W najbliższych miesiącach inflacja wzrośnie, a tempo wzrostu cen zwolni dopiero jesienią. Według MF w kwietniu inflacja wyniosła 4,1 proc., czyli tyle samo co w marcu.
W kwietniu inflacja pozostała stabilna, choć nadal wyraźnie ponad celem wyznaczonym przez Radę Polityki Pieniężnej.
- Inflacja spowolniła, ponieważ wolniej rosły ceny żywności i kosztów transportu - mówi Piotr Bielski z Banku Zachodniego WBK.
- Do tego dołożyła się przerwa w podwyżkach cen kontrolowanych - dodaje Mateusz Szczurek z ING Banku.
Gdy GUS będzie w połowie maja podawał inflację za kwiecień, ekonomiści będą zwracać uwagę m.in. na kategorię ceny żywności, a także odzież i obuwie - w marcu po raz pierwszy od wielu miesięcy ceny w tej kategorii wzrosły.
- Trudno wskazać przyczyny takiego zjawiska po jednym miesiącu. To mogło być odreagowanie bardzo silnych spadków cen z tej kategorii na początku roku - uważa ekonomista BZ WBK.
Kolejne miesiące przyniosą szybsze wzrosty cen - już w maju we wskaźniku CPI ujawnią się ostatnie podwyżki cen gazu i prądu, co podbije inflację do poziomu około 4,2-4,3 proc.

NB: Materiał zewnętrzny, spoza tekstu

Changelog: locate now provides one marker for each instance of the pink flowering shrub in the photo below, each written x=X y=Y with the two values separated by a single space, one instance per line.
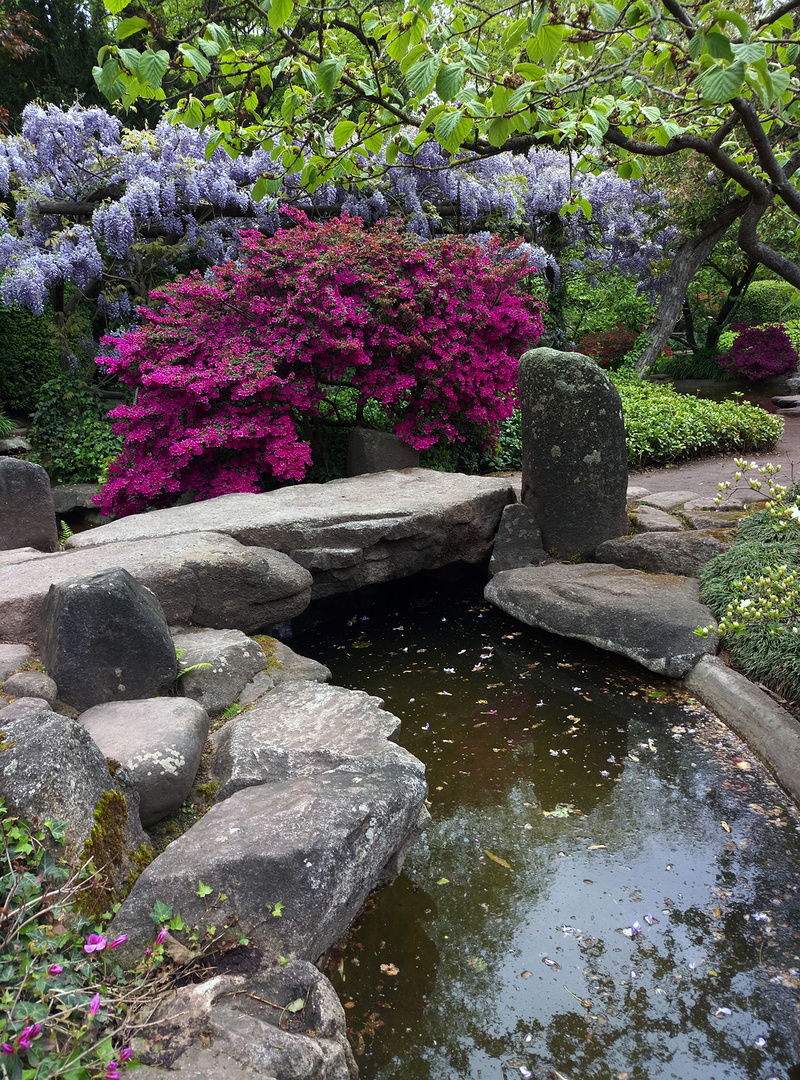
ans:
x=233 y=368
x=759 y=352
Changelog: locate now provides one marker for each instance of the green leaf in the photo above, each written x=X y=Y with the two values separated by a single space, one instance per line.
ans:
x=342 y=132
x=152 y=66
x=328 y=75
x=200 y=63
x=449 y=80
x=129 y=26
x=280 y=13
x=422 y=75
x=451 y=131
x=722 y=83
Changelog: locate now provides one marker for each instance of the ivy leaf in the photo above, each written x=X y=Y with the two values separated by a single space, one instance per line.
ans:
x=450 y=80
x=422 y=75
x=451 y=131
x=152 y=66
x=342 y=132
x=129 y=26
x=200 y=63
x=722 y=83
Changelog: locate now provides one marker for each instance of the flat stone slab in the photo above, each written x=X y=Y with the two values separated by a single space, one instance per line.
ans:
x=647 y=618
x=350 y=532
x=319 y=846
x=207 y=579
x=669 y=500
x=651 y=520
x=769 y=730
x=301 y=729
x=681 y=553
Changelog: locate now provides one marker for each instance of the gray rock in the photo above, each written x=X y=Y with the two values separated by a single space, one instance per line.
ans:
x=649 y=618
x=159 y=742
x=301 y=729
x=739 y=499
x=682 y=553
x=69 y=497
x=25 y=709
x=669 y=500
x=105 y=638
x=27 y=518
x=50 y=767
x=769 y=730
x=207 y=579
x=319 y=846
x=249 y=1036
x=12 y=657
x=574 y=458
x=233 y=658
x=377 y=450
x=518 y=541
x=349 y=534
x=650 y=520
x=31 y=685
x=285 y=665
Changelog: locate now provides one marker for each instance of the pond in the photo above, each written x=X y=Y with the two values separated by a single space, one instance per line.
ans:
x=610 y=880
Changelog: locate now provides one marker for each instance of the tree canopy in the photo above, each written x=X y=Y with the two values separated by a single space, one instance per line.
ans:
x=338 y=90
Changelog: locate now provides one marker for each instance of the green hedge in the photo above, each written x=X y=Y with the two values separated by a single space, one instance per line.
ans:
x=28 y=359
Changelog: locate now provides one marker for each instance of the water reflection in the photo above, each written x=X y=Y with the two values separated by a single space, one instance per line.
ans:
x=601 y=882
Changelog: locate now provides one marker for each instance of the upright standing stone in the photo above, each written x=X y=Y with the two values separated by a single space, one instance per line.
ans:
x=27 y=517
x=105 y=638
x=574 y=459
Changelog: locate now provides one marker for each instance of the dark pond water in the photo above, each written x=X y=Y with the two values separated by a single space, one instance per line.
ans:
x=609 y=883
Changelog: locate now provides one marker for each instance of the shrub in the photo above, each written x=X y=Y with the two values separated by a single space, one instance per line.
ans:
x=28 y=358
x=765 y=301
x=71 y=434
x=760 y=352
x=664 y=426
x=235 y=369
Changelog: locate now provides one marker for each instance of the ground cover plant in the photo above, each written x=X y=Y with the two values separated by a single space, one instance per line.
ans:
x=233 y=370
x=754 y=592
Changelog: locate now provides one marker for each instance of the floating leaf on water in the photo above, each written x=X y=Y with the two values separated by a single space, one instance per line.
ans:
x=498 y=860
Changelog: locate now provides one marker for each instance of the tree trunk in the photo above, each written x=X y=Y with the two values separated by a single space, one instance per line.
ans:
x=689 y=258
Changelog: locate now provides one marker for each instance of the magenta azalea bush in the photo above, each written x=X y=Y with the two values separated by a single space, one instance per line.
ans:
x=233 y=368
x=759 y=352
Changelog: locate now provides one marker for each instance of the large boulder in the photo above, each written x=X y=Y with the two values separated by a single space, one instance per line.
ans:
x=105 y=638
x=51 y=768
x=27 y=517
x=317 y=846
x=206 y=579
x=648 y=618
x=301 y=729
x=349 y=532
x=218 y=665
x=574 y=457
x=681 y=553
x=159 y=742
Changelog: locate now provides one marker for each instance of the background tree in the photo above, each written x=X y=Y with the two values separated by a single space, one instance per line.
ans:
x=628 y=82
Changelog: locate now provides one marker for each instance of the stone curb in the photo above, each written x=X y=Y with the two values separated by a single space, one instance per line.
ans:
x=770 y=731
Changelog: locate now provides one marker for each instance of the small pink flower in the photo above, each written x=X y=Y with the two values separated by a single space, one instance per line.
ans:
x=95 y=943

Szczyt inflacji prognozujemy na sierpień, wtedy wskaźnik CPI wyniesie według naszych prognoz 4,7 proc. - mówi Mateusz Szczurek.

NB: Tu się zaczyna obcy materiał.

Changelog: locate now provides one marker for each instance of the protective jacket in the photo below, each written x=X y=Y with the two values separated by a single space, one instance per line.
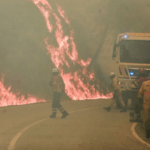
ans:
x=57 y=84
x=115 y=84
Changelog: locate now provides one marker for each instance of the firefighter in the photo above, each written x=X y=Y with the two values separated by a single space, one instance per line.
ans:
x=116 y=93
x=144 y=96
x=58 y=88
x=142 y=77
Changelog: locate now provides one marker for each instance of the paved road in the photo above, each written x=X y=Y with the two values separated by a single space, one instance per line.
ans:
x=24 y=59
x=88 y=127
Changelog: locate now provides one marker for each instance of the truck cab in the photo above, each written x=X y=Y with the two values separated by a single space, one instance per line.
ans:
x=131 y=51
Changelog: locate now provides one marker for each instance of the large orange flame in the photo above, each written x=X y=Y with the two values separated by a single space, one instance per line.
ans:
x=77 y=83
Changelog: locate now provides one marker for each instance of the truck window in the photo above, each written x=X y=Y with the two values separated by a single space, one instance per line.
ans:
x=135 y=51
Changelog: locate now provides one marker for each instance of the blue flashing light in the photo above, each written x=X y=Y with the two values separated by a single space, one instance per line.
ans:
x=125 y=36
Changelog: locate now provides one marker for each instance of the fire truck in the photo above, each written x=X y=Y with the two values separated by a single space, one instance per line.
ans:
x=131 y=51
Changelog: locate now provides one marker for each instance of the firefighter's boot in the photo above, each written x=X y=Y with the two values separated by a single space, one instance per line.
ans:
x=53 y=115
x=107 y=108
x=124 y=109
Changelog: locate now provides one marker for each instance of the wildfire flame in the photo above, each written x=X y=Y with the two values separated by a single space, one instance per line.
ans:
x=80 y=84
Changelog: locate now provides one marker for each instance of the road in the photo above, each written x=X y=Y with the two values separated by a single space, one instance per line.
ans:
x=88 y=127
x=27 y=67
x=96 y=23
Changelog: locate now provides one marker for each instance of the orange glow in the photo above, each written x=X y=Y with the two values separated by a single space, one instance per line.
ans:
x=9 y=98
x=77 y=83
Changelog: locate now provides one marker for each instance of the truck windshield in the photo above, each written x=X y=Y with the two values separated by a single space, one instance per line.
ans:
x=135 y=51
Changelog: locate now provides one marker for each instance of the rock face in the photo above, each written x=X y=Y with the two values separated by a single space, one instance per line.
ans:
x=96 y=23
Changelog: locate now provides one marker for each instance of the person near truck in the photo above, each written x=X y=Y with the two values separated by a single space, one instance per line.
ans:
x=58 y=88
x=117 y=94
x=141 y=77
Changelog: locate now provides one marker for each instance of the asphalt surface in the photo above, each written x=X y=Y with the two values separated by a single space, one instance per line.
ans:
x=88 y=127
x=27 y=67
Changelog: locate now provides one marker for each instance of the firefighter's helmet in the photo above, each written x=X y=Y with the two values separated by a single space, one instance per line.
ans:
x=55 y=71
x=112 y=74
x=141 y=70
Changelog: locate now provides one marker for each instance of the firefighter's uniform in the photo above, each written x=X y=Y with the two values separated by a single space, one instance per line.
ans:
x=144 y=93
x=58 y=88
x=139 y=81
x=117 y=92
x=116 y=87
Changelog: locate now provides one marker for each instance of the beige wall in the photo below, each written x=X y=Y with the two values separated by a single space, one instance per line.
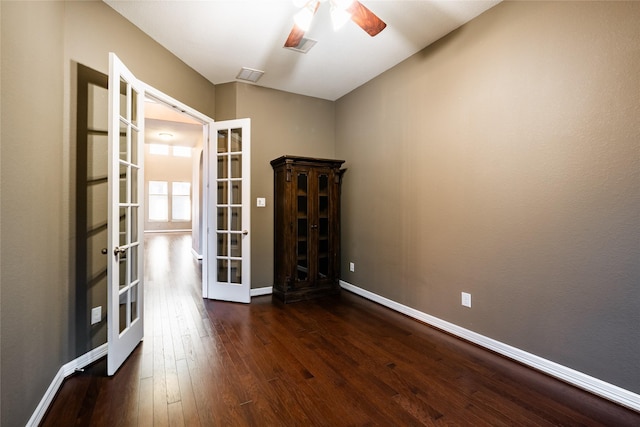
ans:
x=34 y=329
x=41 y=42
x=281 y=123
x=504 y=161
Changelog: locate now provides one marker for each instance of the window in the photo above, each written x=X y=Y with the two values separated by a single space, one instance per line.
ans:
x=181 y=201
x=158 y=201
x=180 y=151
x=161 y=149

- Potem inflacja zacznie spadać - dodaje.
Jesień przyniesie spadek wskaźnika inflacji do poziomu ok. 3,5-3,7 proc., czyli na granicy pasma dopuszczalnych wahań RPP (1,5-3,5 proc.).

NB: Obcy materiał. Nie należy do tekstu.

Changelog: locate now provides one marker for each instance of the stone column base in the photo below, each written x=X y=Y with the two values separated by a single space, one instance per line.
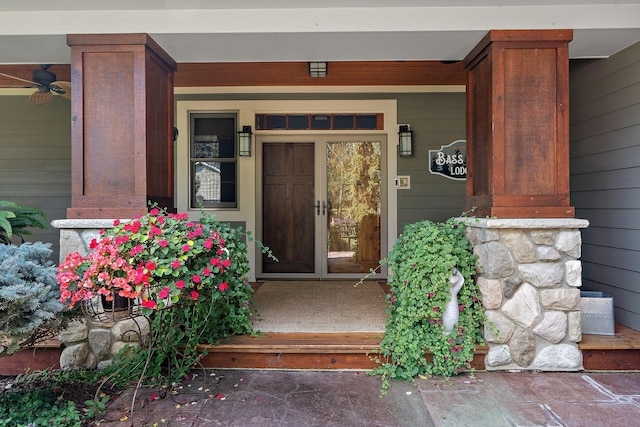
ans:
x=529 y=280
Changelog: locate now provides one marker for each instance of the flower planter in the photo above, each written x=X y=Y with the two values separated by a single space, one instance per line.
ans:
x=117 y=304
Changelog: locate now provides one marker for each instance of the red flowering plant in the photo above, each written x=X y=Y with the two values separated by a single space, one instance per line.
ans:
x=163 y=259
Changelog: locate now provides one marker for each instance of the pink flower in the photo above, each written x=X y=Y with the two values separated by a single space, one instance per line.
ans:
x=149 y=303
x=164 y=293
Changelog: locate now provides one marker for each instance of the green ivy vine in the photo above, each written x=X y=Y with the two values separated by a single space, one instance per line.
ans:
x=421 y=262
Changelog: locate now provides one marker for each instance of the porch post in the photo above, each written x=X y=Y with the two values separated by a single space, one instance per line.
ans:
x=518 y=174
x=122 y=125
x=518 y=124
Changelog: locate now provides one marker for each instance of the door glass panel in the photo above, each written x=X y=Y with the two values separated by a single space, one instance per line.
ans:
x=353 y=206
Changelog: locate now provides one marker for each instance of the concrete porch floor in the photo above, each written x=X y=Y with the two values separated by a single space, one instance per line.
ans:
x=351 y=398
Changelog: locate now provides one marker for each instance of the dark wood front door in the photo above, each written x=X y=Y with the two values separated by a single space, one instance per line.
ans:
x=288 y=227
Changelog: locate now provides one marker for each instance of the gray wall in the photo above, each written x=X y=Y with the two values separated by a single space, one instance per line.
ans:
x=605 y=176
x=35 y=159
x=437 y=119
x=35 y=154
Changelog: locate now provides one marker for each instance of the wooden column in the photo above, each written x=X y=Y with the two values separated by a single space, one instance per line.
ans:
x=122 y=125
x=518 y=124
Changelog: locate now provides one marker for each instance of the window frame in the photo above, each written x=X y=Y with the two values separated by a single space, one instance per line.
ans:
x=192 y=161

Jak w takiej sytuacji zachowa się Rada Polityki Pieniężnej w maju? Jeden ze zwolenników łagodnego prowadzenia polityki monetarnej, Stanisław Nieckarz, powiedział PAP, że kolejna podwyżka stóp to o jeden most za daleko, natomiast jastrzębi Marian Noga powtórzył, że RPP powinna podnieść stopy raz jeszcze.